At some point Crystal stepped back from what he and his colleagues had done with a sort of “what have I done?” reaction – something like some of the scientists who worked on the Manhattan Project.  When I had contact with him, he had started a new career as a researcher, lecturer and writer on the abuses of corporate executive compensation.

Graef Crystal

What he concluded from his research is that there was no relation – not even a negative relation – between what CEOs and other corporate executives got, and the performance of their companies.  Some high-performing companies had high-paid CEOS and some had (relatively) low-paid CEOs; some low-performing companies had (relatively) low-paid CEOs and some had high-paid CEOs.  It was all random, he said.

As a reporter, I liked Crystal because he always gave me a pithy quote.  He once did a study comparing the compensation of British and American CEOs who headed comparable companies and delivered comparable results.  “You would always want to hire the Brits,” he said.  “They deliver the same results for less money.  And besides, they speak better English.”

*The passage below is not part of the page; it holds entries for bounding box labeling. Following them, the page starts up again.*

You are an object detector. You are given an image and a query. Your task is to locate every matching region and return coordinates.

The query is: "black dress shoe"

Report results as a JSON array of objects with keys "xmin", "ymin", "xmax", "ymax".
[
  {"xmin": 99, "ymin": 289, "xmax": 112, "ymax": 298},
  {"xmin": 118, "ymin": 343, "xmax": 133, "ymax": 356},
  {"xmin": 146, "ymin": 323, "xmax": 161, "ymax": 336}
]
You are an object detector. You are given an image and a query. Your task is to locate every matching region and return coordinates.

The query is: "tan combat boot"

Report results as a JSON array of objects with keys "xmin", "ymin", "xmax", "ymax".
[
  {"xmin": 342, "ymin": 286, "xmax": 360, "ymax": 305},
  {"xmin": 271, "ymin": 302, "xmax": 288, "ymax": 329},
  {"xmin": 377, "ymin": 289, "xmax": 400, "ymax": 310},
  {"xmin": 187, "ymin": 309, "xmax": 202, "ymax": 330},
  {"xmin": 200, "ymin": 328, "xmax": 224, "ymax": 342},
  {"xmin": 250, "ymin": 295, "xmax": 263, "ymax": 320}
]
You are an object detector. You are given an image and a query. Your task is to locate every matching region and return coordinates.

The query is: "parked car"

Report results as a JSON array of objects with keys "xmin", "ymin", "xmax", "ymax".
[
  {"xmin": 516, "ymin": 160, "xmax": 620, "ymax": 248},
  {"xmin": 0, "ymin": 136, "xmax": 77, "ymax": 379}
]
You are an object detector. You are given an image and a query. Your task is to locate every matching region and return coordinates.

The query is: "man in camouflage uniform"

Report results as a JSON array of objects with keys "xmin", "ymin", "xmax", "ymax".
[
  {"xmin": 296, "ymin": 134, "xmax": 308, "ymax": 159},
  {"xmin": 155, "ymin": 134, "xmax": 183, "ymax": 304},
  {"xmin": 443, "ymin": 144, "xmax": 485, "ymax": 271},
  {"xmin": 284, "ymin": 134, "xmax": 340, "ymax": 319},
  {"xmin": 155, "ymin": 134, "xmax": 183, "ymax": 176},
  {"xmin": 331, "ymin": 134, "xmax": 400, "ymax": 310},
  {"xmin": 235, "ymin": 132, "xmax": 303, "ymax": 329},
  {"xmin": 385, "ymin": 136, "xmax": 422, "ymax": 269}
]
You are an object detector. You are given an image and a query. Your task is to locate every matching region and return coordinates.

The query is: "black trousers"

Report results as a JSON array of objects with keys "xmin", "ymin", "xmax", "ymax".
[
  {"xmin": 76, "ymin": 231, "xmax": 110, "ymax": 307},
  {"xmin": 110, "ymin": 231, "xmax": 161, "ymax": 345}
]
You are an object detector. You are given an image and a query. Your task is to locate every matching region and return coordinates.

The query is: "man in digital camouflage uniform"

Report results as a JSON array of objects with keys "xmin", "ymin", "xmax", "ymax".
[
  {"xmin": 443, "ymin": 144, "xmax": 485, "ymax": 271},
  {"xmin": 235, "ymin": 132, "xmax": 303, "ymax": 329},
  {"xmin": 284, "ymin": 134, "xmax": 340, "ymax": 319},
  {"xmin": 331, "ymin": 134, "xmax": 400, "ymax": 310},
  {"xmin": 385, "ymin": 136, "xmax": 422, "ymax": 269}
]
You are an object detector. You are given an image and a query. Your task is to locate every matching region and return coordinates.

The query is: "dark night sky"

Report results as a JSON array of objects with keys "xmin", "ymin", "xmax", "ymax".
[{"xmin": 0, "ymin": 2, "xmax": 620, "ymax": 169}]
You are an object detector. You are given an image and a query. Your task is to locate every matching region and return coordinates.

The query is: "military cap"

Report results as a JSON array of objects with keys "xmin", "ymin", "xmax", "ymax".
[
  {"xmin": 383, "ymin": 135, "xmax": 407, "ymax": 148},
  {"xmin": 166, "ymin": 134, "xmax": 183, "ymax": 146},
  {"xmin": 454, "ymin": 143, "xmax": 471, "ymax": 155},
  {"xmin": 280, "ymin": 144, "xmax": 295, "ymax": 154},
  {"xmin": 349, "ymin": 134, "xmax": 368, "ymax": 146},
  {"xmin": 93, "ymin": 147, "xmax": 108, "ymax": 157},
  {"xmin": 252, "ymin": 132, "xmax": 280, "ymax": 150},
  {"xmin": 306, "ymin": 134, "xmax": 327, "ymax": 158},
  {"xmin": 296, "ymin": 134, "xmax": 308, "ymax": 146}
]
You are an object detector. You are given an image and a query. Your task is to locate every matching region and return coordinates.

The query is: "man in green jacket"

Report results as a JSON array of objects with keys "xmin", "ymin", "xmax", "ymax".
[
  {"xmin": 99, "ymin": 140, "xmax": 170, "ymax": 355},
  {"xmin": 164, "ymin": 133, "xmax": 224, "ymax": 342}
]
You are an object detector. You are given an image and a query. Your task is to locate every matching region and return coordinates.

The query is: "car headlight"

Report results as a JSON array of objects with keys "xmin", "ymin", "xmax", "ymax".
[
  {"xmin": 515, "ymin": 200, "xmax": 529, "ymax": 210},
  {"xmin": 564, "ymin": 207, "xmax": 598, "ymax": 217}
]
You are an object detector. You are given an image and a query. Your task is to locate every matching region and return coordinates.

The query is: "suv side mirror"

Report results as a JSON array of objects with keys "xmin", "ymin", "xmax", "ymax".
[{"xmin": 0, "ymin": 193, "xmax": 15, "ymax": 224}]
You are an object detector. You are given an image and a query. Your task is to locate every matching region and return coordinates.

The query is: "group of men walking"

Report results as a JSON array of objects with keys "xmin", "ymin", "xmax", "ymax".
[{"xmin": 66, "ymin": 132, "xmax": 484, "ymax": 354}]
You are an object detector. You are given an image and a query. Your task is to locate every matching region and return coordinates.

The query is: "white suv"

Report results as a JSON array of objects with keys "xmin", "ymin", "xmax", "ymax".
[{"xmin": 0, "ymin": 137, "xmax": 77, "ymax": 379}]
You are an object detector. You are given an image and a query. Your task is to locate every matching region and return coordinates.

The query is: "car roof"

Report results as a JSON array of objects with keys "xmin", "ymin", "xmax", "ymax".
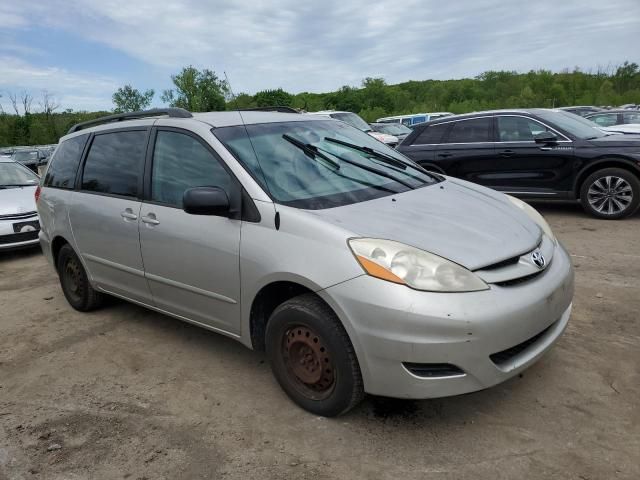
[
  {"xmin": 60, "ymin": 110, "xmax": 327, "ymax": 141},
  {"xmin": 416, "ymin": 108, "xmax": 536, "ymax": 127},
  {"xmin": 585, "ymin": 108, "xmax": 637, "ymax": 117},
  {"xmin": 193, "ymin": 110, "xmax": 320, "ymax": 128}
]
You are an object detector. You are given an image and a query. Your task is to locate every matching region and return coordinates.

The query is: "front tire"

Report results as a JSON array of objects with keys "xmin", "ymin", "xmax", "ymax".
[
  {"xmin": 57, "ymin": 244, "xmax": 104, "ymax": 312},
  {"xmin": 580, "ymin": 168, "xmax": 640, "ymax": 220},
  {"xmin": 266, "ymin": 294, "xmax": 364, "ymax": 417}
]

In that era Eastman Kodak Co.’s board of directors in the 1990s replaced Kay R. Whitmore, the last of the CEOs to be promoted from within, with George Fisher, who was hired away from Motorola.  At the end of Fisher’s tenure, Crystal noted that in terms of return on investment to stockholders, Kodak actually performed better under Whitmore than under Fisher.  “You paid a Cadillac price for a Chevrolet,” he said, “and the Chevrolet turned out to be a lemon.”

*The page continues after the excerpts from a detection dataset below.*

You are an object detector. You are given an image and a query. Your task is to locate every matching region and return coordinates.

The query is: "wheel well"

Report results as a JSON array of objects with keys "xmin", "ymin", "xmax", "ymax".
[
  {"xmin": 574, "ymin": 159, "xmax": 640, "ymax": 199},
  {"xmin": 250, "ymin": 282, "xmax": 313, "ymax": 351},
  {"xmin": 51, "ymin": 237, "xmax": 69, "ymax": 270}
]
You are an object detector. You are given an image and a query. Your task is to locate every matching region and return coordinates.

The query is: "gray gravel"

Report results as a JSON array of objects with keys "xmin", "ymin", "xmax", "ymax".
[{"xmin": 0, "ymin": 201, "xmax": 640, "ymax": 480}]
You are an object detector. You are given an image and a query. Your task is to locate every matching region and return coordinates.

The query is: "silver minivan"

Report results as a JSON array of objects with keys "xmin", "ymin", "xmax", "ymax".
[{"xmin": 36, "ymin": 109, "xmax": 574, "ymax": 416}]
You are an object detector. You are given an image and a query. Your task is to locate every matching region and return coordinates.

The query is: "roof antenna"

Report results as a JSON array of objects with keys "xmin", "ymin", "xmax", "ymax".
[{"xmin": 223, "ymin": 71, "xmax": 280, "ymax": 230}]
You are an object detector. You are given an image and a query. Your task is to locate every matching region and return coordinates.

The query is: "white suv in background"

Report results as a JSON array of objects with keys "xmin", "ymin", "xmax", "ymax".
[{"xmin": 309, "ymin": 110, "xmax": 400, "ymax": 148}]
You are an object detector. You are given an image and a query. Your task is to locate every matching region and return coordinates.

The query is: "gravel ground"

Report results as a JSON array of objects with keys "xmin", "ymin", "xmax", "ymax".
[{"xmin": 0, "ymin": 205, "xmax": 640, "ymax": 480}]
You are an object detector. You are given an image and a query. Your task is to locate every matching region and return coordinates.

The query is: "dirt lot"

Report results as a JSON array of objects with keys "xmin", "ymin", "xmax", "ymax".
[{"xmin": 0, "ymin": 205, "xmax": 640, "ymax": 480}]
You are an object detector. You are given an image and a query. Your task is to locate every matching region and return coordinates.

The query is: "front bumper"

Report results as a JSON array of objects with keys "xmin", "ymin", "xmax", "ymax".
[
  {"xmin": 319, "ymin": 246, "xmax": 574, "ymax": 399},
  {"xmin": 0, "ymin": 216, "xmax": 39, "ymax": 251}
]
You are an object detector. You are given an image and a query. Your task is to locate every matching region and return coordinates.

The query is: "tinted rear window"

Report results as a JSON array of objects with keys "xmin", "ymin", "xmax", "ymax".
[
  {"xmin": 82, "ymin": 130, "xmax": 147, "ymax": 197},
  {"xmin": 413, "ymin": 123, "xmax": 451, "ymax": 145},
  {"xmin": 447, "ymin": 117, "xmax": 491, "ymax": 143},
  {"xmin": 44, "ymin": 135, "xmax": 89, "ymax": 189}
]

Fisher, in addition to his multi-million-dollar salary, was given an “incentive bonus.”  In his first year, he received a “guaranteed incentive bonus.”  I asked a corporation compensation expert (not Crystal, I forget who it was) why somebody at that level needed an “incentive bonus.”  It seemed to me that most corporate executives had a good work ethic and didn’t – and shouldn’t – need to be bribed to do a good job.

The expert said the purpose of the incentive bonus was to remind the CEO of his priorities – which is not to create jobs, not to serve the community, but to deliver the maximum possible return to stockholders.